Kevin Boatright
Office of Research

KU research sets record, though federal cuts pose challenges

Mon, 07/08/2013

LAWRENCE — The University of Kansas generated a record $275.2 million in externally sponsored research expenditures in 2011-12, demonstrating how KU’s strength as a research university is an asset for the state.

KU conducts more research than all other universities in Kansas combined. Of the $275.2 million received in 2011-12 to support research projects at all KU campuses, approximately $250 million came from the federal government and other sources outside of Kansas. 

“KU bolsters the state’s economy in a range of ways,” said Steve Warren, vice chancellor for research and graduate studies. “Not only are jobs directly created by this research, but we make discoveries that generate prosperity and well-being for people across the state.” 

The total for 2012 was nearly $20 million more than in 2011, and double what it was in 2000.  “Researchers at all KU campuses are extremely active, competitive and successful in obtaining external support for their work.

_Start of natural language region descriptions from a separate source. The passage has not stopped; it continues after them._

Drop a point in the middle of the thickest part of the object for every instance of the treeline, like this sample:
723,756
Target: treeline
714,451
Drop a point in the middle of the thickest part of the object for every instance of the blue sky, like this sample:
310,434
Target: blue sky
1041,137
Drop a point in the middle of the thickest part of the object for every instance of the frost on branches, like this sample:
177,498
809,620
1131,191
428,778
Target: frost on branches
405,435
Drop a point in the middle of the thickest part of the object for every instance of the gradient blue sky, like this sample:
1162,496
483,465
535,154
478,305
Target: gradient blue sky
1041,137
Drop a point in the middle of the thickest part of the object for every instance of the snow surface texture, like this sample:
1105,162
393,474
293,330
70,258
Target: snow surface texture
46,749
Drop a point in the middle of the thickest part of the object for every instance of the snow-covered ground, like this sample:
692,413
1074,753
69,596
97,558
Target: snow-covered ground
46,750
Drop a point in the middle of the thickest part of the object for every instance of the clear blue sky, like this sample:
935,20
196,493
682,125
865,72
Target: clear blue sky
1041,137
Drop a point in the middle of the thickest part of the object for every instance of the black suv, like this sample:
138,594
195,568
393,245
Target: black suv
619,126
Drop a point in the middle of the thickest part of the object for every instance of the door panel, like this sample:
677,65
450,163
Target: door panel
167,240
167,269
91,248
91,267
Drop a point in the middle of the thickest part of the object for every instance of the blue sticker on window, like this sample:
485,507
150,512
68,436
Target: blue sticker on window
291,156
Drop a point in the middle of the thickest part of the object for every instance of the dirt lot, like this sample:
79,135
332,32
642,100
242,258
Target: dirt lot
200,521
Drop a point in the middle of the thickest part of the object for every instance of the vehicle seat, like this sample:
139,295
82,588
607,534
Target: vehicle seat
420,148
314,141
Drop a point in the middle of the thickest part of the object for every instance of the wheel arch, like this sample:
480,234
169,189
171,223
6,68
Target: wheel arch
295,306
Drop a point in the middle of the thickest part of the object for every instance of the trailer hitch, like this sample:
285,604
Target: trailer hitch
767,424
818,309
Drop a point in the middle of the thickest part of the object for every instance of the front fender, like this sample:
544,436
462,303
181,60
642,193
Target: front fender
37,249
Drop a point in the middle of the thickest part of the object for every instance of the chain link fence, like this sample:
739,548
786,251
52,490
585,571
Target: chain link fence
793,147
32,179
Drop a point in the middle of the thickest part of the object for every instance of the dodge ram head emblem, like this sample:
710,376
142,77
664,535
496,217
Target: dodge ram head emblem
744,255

That reflects a huge return on the state’s investment in talented faculty,” said Warren.

While the economic benefit of KU research in Kansas is clear, the future of federal funding for research is less certain.  Last spring, an automatic 5 percent cut in federal spending went into effect. The full impact of the ongoing budget sequester was not felt immediately, but KU and other U.S. research universities are bracing for what is ahead.

“Unless the sequester is turned off soon,” said Paul Terranova, vice chancellor for research at the KU Medical Center, “research expenditures will almost certainly be lower this time next year.  That’s a challenge for our researchers, of course, and we have to deal with it.  But I’m far more concerned about the discoveries in human health, education, energy and many other fields that won’t be made if the sequester is made permanent.” 

Warren and Terranova strongly encourage KU researchers to continue to pursue federal funding opportunities, as well as grants from foundations and industry. 

“The worst thing you could do in this uncertain environment,” said Warren, “is to become discouraged and stop seeking research support.  The sequester has reduced agency budgets, but the federal government remains the leading source of funding, and we have to pursue it aggressively.”